Motor Neurone Disease (MND)

Ensuring early diagnosis and support for those living with MND remains a key priority of the NHS.

With early diagnosis key to treating the symptoms of MND, I am glad that the National Institute for Health and Care Excellence (NICE) has published new guidelines for clinicians on the assessment and management of MND. These set out the signs and symptoms of the disease, and recommend that patients suspected of having MND should be referred without delay. The Royal College of GPs and the MND Association have also worked together to produce a 'Red Flag Tool' which sets out key signs of MND to help GPs to identify suspected cases and ensure prompt referral.

All services for people with MND should be commissioned in line with NHS England's neurosciences service specification which sets out what providers must have in place to deliver high quality specialised neurological care. MND care is part of the NHS's specialised services. You may like to know that the budget for these services has increased more rapidly than other parts of the NHS, to £16.6 billion for the year 2017/18.

I also recognise the valuable contribution made by carers of people with MND, many of whom spend a significant proportion of their life providing support to family members, friends and neighbours. I agree that carers must receive the right support to help them carry out their caring roles and a new cross-Government National Carers Strategy is being introduced to look at what more can be done to support existing and future carers.

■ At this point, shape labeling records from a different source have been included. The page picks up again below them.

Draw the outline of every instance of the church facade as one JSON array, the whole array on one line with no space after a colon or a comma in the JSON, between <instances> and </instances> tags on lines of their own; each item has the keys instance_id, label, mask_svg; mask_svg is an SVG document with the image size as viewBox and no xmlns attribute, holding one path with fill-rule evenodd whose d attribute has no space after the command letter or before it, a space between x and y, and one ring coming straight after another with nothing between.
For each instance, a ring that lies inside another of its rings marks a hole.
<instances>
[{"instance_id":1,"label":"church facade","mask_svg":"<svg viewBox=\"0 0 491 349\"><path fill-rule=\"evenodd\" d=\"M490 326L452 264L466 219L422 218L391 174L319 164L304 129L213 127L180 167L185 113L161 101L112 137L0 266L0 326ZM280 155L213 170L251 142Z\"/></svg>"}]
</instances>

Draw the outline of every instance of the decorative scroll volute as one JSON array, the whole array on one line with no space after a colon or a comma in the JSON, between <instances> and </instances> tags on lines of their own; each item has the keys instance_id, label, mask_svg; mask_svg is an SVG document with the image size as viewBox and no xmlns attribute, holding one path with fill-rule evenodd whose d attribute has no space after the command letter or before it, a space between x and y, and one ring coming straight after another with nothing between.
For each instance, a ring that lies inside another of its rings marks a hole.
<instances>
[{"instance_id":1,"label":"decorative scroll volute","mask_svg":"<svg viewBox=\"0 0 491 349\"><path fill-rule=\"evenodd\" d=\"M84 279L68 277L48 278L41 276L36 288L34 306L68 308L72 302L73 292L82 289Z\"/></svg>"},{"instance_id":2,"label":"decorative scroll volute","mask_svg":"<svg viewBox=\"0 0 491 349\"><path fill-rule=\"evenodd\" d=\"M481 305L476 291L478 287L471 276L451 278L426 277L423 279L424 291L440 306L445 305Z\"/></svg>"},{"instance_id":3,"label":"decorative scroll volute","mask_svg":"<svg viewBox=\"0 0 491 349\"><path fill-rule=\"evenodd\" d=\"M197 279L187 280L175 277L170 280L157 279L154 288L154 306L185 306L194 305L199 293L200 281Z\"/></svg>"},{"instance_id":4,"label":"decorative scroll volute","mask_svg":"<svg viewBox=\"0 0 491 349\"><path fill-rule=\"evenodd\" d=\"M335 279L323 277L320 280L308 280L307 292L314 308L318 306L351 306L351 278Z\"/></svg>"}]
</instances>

Motor Neurone Disease (MND) is a terrible condition and I believe it is crucial that people who suffer from terminal conditions like MND should receive as much support as possible. That is why I support a benefits system which reduces stress and anxiety for people with terminal illnesses. 

The Special Rules for Terminal Illness (SRTI) procedure helps to deliver this goal by allowing people with terminal illnesses to be fast-tracked for welfare support without the need for face-to-face assessment. There are, however, safeguards in place to ensure that everyone is treated fairly, including people with MND. 

Constituents have raised concerns that the SRTI requires a ‘reasonable expectation of death within six months'. Given how unpredictable terminal conditions such as MND can be, there is some flexibility in the eligibility criteria for SRTI. Medical professionals are asked what they believe to be a 'reasonable' expectation of how long someone is expected to live. The six month rule is very much a guideline, and medical professionals do not face any punishment if the patient lives longer than six months. Someone who lives longer than six months will still be able to receive their benefit and will not need to be reassessed until up to three years after their initial claim.  

Sadly, a third of people suffering from MND pass away within a year of their diagnosis and over half within two years. But people with MND who are expected to live significantly longer than six months will have to go through the work capability assessment process. Under these circumstances, they would be able to be covered by the Severe Conditions Criteria which would usually exempt them from from further face-to-face reassessments.